Leading into the summer

Just as the longest journey begins with a single step, so can the biggest changes begin with a single thought.

a painting of a field of tress, in the centre foreground is one tree that is actually a figure with their arms outstretched and ideas, like leaves, populating their branches.

It's almost the end of July - remember that the deadline for Sync Intensives is 5pm on the 29th July

Sync Intensives is our programme where you can get face-to-face contact and coaching on all things to do with leading and leaders.

Information about it is on the website - go to the section called intensives - just follow the link below to find out more.

The bulletin this month is looking at a type of leadership we’ve not looked at before – thought leadership.

No, it's not about how to control people's minds! Read on to find out more...

To find out more about Sync Intensives...

So what is thought leadership?

a cartoon of people following one person's new ideas

Thought leadership simply changes how and what people think.

Thought leadership isn’t about being a boss or running a project. It's about ideas not action.

Whenever you put forwards a new idea, a point of view or say what you think about the arts or funding, you can show thought leadership.

It's not all big and new. A thought leader can look at small things too - changes to a plan or project for example. It doesn't always have to be a big, shiny new idea.

Thought leaders persuade people; they change what others think.

They can do this in lots of ways - though explaining things, showing evidence or by showing what an idea looks like.

To be a thought leader, you need to have something new to say, something to put forward.

It helps to be good at getting your ideas over, and it helps if you are good at working with people and communicating with them. You need to get people to trust you too.

But the most important thing for thought leadership is what you are saying - your ideas.

So who can be a thought leader?

When a man sits with a pretty girl for an hour, it seems like a minute. But let him sit on a hot stove for a minute and it’s longer than any hour. That’s relativity.(Albert Einstein)

A modern painting of Einstein with broad brush strokes and little detail.

So thought leadership is about having great ideas and being able to reach people with them.

Einstein explains his idea of relativity using 33 words and two sentences - and we can all understand it. That's being a thought leader! (He has some strange ideas about what people find attractive though!)

I’m interested in thought leadership, so I have been doing some reading about it. The more I read, the more excited I become.

Thought leadership is extremely flexible – you don’t need to be great at everything, or be able to work ridiculous hours. You don’t have to operate in the same way as thousands of others; you don’t have to fit in. It's great for disabled people and it's great for artists!

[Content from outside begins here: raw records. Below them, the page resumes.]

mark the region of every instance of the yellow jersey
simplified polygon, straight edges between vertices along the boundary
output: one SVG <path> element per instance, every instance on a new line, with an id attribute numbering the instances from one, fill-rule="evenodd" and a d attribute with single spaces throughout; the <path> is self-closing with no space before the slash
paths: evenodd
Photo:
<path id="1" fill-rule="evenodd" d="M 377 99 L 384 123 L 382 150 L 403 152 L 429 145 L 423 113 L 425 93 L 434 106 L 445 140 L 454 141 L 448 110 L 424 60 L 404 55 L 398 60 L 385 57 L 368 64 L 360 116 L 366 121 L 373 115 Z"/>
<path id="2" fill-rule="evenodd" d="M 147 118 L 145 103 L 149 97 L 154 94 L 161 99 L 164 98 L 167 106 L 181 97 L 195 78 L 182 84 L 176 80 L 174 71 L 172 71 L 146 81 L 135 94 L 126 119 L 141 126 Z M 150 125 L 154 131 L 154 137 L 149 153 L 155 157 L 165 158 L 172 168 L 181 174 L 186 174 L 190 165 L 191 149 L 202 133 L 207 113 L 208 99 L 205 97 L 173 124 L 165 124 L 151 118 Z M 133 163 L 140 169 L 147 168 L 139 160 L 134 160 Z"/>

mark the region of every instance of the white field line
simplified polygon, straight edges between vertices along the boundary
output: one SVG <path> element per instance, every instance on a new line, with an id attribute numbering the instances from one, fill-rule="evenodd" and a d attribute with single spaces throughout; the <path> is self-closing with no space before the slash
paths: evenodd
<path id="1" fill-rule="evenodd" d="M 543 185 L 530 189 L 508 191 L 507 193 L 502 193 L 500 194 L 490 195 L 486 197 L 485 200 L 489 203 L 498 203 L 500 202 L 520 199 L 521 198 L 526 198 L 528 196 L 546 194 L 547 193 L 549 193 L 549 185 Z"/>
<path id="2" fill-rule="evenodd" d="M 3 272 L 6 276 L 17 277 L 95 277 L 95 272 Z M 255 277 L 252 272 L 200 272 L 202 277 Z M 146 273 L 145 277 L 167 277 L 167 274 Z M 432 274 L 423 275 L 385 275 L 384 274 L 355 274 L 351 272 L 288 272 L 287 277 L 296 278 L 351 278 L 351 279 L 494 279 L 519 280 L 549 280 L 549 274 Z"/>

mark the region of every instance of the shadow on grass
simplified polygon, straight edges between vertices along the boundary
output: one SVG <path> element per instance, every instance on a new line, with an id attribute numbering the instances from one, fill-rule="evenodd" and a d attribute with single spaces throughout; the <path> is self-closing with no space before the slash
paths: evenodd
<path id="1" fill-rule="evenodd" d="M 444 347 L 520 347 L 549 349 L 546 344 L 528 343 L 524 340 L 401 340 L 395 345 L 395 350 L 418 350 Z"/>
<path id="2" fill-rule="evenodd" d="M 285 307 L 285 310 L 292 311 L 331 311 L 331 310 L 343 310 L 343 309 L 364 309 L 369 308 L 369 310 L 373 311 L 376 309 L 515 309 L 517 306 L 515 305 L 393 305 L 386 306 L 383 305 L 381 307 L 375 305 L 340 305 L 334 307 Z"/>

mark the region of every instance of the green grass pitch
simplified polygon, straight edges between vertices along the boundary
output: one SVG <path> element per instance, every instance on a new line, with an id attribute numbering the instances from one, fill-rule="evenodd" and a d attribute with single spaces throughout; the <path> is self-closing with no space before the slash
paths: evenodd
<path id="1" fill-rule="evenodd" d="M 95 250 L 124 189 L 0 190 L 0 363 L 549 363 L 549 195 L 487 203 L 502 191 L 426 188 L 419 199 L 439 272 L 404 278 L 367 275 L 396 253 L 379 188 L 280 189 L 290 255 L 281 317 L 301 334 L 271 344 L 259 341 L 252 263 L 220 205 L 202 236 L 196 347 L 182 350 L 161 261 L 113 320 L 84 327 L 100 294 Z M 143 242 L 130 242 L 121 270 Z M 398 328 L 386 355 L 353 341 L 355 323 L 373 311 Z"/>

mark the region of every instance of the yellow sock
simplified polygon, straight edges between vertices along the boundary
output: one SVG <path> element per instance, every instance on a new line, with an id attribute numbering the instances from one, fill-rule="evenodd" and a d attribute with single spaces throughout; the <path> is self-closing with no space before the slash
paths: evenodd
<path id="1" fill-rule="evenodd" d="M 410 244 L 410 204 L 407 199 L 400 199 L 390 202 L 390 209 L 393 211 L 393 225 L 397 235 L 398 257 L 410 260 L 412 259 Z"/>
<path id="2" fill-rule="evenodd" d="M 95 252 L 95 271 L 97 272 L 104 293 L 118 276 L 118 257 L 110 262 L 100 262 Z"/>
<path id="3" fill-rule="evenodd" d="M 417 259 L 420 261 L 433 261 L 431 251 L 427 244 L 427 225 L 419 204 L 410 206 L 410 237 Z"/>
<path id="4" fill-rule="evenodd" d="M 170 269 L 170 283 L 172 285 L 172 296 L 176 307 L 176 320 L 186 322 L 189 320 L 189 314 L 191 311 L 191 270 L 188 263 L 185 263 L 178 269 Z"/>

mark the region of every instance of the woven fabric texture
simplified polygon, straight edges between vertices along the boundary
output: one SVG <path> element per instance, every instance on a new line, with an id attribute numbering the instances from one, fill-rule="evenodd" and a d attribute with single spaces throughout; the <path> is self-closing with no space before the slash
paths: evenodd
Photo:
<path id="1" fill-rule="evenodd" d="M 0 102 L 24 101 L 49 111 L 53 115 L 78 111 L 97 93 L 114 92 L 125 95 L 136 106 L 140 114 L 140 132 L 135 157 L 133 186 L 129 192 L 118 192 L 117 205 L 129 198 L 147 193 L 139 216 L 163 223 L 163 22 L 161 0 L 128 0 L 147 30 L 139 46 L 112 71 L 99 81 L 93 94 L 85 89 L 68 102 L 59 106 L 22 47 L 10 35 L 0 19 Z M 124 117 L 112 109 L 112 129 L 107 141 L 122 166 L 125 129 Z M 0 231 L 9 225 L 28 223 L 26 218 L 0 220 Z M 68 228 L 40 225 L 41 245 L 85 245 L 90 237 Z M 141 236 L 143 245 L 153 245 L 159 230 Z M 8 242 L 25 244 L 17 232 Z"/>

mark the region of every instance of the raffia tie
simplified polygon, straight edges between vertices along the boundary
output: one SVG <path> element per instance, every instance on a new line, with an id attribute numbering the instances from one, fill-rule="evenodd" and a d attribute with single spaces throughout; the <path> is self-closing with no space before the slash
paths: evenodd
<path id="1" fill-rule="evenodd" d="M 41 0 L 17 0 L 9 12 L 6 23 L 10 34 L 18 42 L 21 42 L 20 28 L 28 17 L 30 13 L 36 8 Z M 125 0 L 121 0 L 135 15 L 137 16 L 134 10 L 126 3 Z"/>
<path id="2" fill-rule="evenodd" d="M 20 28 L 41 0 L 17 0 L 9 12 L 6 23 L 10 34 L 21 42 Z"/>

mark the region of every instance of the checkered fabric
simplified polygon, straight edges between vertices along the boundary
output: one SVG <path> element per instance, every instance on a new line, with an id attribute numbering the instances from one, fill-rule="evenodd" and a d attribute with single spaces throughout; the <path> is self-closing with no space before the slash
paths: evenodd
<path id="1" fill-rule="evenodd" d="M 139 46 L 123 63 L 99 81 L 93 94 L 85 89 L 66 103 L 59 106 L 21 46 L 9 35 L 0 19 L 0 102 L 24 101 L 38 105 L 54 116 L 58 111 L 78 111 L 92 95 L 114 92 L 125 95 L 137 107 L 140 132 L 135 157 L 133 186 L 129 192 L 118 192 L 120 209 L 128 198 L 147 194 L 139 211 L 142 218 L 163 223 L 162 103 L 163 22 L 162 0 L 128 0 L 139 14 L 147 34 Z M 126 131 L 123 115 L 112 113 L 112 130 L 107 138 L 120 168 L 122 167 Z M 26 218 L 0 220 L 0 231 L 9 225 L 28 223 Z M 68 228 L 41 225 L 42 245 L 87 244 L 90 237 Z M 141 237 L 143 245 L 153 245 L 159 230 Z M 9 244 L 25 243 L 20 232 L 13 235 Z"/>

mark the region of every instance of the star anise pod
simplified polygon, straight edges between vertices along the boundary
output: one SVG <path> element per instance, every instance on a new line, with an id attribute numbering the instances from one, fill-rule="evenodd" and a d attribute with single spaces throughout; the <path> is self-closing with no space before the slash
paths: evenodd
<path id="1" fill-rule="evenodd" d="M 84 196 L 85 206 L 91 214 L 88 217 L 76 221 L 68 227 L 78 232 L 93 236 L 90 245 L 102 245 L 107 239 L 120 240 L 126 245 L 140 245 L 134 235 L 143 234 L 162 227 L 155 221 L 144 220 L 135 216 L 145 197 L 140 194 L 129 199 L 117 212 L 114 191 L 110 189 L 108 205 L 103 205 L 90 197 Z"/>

One thing I read had this to say: Think of the... artist who has no time to socialise or even sleep and can be quite hard to get along with, but if his or her art is highly original, leadership by example will be shown.

I'm not sure I agree that artists don't have time to have fun or sleep, but the idea is clear - it doesn't matter too much what you are like, if you have a good idea, if your work is great, the other stuff doesn't matter as much.

What do you need?

a cartoon of a person being pushed but strong in their head to take the knocks

What do you need to be a thought leader?

You need to be able to take knocks – are you good when people say you are wrong or don't like what you do or say? It's important to be able to take these things well if you want to be a thought leader.

You need to be strong minded. You have to know what you think and know you have the right to think it too. It's hard work.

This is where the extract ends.